Vergi kaydının taşınmazları kapsayıp kapsamadığı, kapsıyor ise vergi kaydına değer verilebilmesi için zilyetlik ile örtüşmesi gerektiği ve yukarıda belirtilen şekilde yapılacak uygulama ile kapsamı belirlendikten sonra ise miktar fazlası olan kısımlar yönünden 3402 sayılı Yasa'nın 14. maddede öngörülen 40-100 dönüm limiti yönünden gerekli araştırmalar yapılmalı, çekişmeli taşınmazlar vergi kaydı kapsamı dışında kalıyor ise her iki taraf da zilyetlik hükümlerine dayandığından uyuşmazlığın zilyetlik hükümlerine göre çözülmesi gerektiği düşünülmeli ve tespit tarihinden geriye doğru 3402 sayılı Kadastro Kanunu'nun 14. maddesinde öngörülen şartların hangi taraf lehine gerçekleştiği araştırılarak değerlendirilmelidir.

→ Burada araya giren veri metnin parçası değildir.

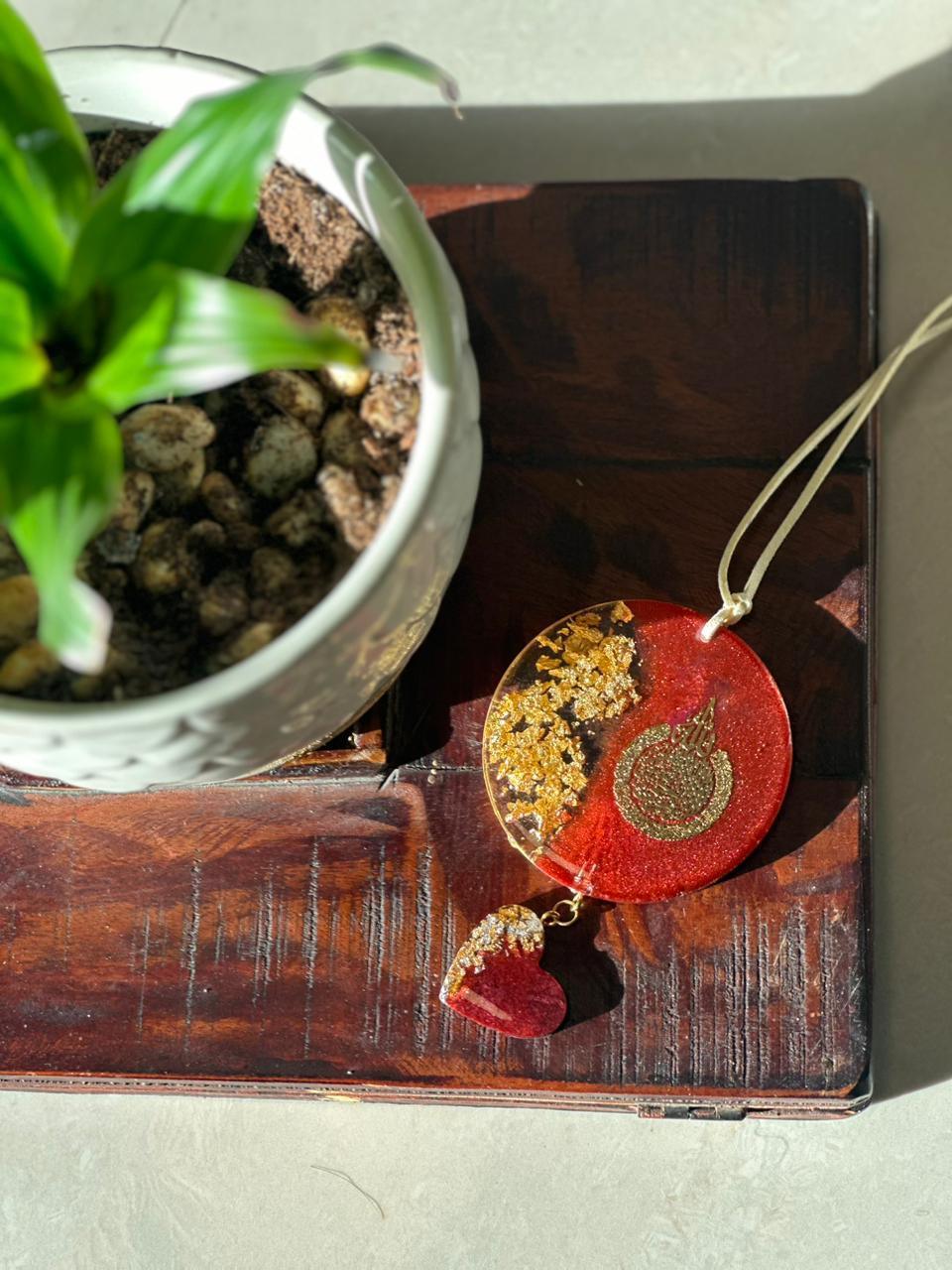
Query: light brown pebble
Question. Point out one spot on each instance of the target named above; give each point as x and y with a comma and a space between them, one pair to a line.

Mahkemece belirtilen hususlar göz ardı edilerek eksik incelemeyle yazılı olduğu şekilde hüküm kurulması isabetsizdir.

Davacı ... mirasçılarının temyiz itirazlarının incelenmesine gelince; Mahkemece davacılardan ...’ın 27.09.2015 tarihinde vefat ettiğinin anlaşılması üzerine 10/05/2016 tarihli 11. Celse ara kararı uyarınca ... mirasçılarına dava dilekçesi ve duruşma gününün tebliği ile, duruşmalara bizzat katılmadıkları veya vekil ile kendilerini temsil ettirmedikleri takdirde miras bırakanları ... tarafından açılmış bulunan davanın HMK 150. maddesi uyarınca işlemden kaldırılacağı ihtarlı davetiye çıkartıldığı ve mirasçıların davaya katılmamaları üzerine 04/10/2016 tarihli 12. celse ara kararı uyarınca ölü davacı ... mirasçıları yönünden davanın HMK 150. maddesi uyarınca dosyanın işlemden kaldırılmasına ve 3 aylık süre içerisinde yenilenmediği gerekçesi ile davanın açılmamış sayılmasına karar verilmesi, davacı mirasçılarına yapılan tebliğ usulüne uygun ve ihtarlı olmasına rağmen davayı takip etmedikleri için doğrudur. Davacı mirasçılarının bu yöne ilişkin yerinde görülmeyen temyiz itirazlarının da reddine.

V. SONUÇ

Yukarıda açıklanan nedenlerle, davacı ... mirasçıları olan ... ve müştereklerinin temyiz isteminin reddine, davalı ... ve arkadaşları vekilinin temyiz itirazları yerinde bulunduğundan kabulüyle hükmün 6.3 numaralı paragrafta açıklanan nedenlerle BOZULMASINA, alınan peşin harcın temyiz edene geri verilmesine, kararın tebliğinden itibaren 15 gün içinde karar düzeltme yolu açık olmak üzere, 18.05.2022 tarihinde oybirliğiyle karar verildi.